His job was to dab some healing balm on wounds inflicted by the Court of Appeal on certain Dizzo judges, and to remind them of the importance of providing reasons with their reasons. 

In Whalan v Kogarah Municipal Council and The Nominal Defendant v Kostic the appeal court started both judgments in the same way: 

"This is yet another appeal from the District Court that must succeed by reason of the manifest inadequacy of the trial judge's reasons. The authorities that govern judges' duties to give reasons are, or should be, permanently engraved in the minds of all judicial officers. 

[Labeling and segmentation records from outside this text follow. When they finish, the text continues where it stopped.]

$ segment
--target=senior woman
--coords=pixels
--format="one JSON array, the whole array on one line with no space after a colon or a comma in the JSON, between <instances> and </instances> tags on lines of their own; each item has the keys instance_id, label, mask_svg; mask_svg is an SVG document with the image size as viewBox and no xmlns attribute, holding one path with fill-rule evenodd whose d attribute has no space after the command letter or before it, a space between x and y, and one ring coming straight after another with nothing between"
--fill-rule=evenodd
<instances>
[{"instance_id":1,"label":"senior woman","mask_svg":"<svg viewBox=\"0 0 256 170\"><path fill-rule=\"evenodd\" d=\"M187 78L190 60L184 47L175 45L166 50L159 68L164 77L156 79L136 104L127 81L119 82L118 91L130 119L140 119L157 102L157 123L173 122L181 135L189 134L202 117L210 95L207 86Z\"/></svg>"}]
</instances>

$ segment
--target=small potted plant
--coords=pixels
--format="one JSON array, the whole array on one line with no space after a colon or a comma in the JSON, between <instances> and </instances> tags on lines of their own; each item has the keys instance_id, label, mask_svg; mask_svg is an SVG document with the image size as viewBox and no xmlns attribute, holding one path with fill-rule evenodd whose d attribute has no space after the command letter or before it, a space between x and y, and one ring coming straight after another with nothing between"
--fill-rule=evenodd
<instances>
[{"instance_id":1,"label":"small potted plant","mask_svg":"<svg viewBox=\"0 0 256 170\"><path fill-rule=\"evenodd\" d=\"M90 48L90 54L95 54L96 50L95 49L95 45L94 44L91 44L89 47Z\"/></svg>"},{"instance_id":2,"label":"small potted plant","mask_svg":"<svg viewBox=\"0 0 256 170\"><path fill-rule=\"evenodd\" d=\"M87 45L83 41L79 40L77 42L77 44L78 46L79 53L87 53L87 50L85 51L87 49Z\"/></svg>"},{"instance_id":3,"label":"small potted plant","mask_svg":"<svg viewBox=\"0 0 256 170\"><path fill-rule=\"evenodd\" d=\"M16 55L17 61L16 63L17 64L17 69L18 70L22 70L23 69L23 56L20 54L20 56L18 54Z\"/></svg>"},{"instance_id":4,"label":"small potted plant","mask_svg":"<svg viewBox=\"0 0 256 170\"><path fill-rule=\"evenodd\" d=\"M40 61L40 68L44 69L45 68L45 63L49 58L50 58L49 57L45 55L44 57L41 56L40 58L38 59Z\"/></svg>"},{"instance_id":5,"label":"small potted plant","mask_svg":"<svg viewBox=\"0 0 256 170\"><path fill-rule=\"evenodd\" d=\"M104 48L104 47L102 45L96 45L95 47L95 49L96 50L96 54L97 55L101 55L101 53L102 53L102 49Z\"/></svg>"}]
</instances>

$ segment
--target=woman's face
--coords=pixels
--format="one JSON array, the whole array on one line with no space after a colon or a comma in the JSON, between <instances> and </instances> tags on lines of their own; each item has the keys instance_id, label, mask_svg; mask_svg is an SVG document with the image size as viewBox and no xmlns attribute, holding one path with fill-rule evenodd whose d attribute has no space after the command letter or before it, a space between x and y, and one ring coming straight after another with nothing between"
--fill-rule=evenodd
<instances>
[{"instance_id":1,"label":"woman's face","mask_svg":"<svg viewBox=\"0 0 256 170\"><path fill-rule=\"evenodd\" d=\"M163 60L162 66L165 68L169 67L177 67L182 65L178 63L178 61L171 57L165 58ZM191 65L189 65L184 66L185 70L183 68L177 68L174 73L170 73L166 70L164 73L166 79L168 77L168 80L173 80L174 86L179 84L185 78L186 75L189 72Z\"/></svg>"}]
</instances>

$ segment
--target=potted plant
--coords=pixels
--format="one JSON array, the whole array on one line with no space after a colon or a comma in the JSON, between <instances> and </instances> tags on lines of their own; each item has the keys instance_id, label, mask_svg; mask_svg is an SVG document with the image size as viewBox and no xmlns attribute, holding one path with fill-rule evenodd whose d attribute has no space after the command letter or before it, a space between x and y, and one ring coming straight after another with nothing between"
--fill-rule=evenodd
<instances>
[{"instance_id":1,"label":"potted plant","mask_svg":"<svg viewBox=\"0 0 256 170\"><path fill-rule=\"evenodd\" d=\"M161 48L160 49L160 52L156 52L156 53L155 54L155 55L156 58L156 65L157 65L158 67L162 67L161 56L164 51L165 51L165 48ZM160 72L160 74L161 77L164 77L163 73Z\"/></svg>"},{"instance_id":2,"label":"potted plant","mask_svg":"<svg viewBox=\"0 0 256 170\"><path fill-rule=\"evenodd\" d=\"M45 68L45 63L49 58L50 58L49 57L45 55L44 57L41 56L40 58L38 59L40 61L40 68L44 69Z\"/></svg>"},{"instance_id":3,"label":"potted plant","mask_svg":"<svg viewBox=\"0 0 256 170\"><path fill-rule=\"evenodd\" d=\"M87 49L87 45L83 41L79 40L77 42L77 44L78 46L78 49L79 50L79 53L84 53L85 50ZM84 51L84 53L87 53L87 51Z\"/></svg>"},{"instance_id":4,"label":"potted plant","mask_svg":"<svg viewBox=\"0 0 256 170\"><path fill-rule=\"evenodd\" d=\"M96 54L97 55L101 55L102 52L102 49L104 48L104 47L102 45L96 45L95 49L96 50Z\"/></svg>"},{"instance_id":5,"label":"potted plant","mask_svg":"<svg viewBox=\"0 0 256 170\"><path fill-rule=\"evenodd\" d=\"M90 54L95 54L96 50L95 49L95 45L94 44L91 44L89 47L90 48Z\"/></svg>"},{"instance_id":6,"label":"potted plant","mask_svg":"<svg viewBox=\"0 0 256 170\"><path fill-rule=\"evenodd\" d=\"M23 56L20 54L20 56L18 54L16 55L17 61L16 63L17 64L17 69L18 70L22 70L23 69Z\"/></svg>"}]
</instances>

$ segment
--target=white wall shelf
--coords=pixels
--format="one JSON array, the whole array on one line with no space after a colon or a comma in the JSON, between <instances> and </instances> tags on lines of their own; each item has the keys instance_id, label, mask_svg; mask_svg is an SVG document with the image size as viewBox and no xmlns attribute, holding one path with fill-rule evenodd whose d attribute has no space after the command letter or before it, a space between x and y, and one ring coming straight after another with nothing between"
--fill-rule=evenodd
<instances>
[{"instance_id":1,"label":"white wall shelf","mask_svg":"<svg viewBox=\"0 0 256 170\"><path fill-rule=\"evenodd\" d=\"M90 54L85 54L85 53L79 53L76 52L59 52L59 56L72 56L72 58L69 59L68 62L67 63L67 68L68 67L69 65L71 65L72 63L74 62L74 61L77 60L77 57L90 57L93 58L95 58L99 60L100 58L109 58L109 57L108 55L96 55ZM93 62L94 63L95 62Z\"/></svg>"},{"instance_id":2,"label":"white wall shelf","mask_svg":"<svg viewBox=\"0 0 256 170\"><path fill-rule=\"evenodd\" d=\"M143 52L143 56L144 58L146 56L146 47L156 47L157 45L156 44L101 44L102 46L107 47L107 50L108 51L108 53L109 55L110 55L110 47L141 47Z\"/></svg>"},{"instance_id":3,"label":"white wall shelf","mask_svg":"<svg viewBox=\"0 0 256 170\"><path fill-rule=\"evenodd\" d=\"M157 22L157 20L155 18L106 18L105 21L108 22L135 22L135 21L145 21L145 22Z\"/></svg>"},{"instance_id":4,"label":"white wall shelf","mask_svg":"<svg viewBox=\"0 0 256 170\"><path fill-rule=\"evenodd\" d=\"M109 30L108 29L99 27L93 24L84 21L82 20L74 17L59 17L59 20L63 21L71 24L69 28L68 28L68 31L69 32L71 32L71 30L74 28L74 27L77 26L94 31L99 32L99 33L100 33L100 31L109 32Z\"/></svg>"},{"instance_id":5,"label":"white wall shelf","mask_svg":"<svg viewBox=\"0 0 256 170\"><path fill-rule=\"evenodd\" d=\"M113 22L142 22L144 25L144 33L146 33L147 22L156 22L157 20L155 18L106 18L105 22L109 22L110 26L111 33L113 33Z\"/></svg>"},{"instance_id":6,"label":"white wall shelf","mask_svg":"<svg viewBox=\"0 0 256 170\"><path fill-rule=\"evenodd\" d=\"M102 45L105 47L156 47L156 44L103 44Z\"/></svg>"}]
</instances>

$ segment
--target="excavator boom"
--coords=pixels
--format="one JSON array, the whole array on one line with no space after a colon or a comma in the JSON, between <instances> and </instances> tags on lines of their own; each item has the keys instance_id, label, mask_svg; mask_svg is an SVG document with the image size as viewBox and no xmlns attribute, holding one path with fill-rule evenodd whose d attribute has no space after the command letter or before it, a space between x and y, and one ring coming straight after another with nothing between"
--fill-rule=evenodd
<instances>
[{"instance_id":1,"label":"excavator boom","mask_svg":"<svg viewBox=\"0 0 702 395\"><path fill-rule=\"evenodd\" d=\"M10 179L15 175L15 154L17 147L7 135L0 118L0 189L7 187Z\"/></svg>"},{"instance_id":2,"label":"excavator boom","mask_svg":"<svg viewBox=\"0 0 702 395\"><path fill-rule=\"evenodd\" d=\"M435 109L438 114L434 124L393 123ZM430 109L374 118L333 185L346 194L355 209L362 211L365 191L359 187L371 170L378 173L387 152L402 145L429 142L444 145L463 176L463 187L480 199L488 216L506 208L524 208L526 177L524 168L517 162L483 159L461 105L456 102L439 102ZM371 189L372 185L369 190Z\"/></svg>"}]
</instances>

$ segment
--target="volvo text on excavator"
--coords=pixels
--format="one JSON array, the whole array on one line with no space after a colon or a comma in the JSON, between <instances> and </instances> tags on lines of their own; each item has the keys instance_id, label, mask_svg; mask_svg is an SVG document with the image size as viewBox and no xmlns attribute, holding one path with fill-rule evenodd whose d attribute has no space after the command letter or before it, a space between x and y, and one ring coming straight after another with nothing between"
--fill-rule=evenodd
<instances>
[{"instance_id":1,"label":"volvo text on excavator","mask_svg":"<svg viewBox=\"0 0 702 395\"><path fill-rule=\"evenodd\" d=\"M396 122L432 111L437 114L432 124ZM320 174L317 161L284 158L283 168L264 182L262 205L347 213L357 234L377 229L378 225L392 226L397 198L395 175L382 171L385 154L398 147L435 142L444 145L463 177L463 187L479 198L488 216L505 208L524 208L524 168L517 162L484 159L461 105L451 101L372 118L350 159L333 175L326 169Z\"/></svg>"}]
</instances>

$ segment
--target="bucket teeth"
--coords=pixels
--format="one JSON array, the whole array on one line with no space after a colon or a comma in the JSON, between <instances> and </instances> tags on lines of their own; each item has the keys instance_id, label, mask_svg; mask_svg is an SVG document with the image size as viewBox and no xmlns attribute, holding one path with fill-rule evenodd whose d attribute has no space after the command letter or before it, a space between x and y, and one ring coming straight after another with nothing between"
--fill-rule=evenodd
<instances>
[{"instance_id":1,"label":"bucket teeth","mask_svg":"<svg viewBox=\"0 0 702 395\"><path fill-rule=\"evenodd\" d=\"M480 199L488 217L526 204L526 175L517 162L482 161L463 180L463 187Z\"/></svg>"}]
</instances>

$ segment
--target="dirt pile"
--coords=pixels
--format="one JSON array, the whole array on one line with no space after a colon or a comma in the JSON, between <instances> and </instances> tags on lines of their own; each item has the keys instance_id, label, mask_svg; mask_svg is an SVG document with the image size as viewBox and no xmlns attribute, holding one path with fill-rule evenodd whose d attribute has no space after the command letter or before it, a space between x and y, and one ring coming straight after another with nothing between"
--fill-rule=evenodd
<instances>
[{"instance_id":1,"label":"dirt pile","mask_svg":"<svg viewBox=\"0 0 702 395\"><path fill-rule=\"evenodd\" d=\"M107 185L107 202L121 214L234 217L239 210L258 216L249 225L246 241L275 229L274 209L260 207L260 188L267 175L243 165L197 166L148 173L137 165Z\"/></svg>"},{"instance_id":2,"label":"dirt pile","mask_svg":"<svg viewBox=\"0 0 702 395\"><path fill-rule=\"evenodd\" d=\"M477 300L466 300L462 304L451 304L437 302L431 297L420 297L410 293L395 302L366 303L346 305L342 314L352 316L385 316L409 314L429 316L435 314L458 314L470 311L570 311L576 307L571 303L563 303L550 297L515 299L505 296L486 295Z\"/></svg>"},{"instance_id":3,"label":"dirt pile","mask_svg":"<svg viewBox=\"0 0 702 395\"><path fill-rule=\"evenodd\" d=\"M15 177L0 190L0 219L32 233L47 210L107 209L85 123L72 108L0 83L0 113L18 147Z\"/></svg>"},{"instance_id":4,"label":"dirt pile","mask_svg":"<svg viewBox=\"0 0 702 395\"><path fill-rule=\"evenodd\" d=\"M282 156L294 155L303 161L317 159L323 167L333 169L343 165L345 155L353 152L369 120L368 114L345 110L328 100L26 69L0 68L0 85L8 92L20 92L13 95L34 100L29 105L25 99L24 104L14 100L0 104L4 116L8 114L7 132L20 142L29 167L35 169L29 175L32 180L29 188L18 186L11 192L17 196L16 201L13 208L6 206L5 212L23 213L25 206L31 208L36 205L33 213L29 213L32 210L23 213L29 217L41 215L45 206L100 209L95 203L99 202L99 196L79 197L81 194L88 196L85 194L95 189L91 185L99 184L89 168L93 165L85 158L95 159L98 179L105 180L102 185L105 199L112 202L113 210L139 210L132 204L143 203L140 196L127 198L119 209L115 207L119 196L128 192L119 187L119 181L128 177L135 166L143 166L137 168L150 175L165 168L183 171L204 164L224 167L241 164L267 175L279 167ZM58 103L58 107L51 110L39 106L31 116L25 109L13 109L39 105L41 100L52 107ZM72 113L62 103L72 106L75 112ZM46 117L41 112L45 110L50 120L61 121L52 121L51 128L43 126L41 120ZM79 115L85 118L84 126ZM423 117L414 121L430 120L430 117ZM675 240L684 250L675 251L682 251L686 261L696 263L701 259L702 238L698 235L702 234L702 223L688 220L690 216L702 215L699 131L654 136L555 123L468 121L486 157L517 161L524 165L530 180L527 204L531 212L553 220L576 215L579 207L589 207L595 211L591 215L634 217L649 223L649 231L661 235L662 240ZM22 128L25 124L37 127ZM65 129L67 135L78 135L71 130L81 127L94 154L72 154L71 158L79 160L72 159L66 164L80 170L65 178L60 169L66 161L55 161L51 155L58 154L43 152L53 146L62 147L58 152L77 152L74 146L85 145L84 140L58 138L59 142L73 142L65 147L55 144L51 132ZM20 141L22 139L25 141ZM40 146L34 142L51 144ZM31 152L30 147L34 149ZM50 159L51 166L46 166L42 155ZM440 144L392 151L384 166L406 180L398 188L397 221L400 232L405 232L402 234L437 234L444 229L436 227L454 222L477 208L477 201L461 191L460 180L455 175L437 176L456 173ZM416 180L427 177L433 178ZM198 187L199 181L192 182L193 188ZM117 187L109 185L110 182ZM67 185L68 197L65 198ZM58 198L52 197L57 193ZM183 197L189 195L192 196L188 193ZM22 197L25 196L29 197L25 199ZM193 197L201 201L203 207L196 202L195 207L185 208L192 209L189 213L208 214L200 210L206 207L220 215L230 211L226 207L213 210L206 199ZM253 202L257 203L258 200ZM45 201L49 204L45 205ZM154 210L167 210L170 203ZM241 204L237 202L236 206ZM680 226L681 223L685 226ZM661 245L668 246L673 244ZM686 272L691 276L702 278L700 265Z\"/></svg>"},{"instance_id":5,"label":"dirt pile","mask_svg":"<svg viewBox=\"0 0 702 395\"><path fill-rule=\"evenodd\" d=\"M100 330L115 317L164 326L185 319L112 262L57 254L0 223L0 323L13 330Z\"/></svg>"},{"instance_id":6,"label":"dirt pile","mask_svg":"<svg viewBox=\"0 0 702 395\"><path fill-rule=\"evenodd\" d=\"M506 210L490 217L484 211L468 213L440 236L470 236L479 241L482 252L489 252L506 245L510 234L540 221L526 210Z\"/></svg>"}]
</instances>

"These duties are designed to ensure that a judge wrestles adequately with the issues in the case, to enable appellate accountability and to provide basic fairness to the losing party. 

"Judges should be as familiar with these duties as they are with the route they travel each day to work. Unhappily, however, some still get lost." 

In Whalan, Kevin Coorey DCJ got a flea in his ear for concluding that the plaintiff suffered from a range of illness before the accident she sued on, and yet the evidence for that conclusion was wanting, or as the appeal people said, "tenuous and unsatisfactory". 

Coorey's conclusion that the plaintiff had previously suffered from ailments that she claimed arose as a result of walking into a bar that protruded from a council bus shelter significantly affected her damages. 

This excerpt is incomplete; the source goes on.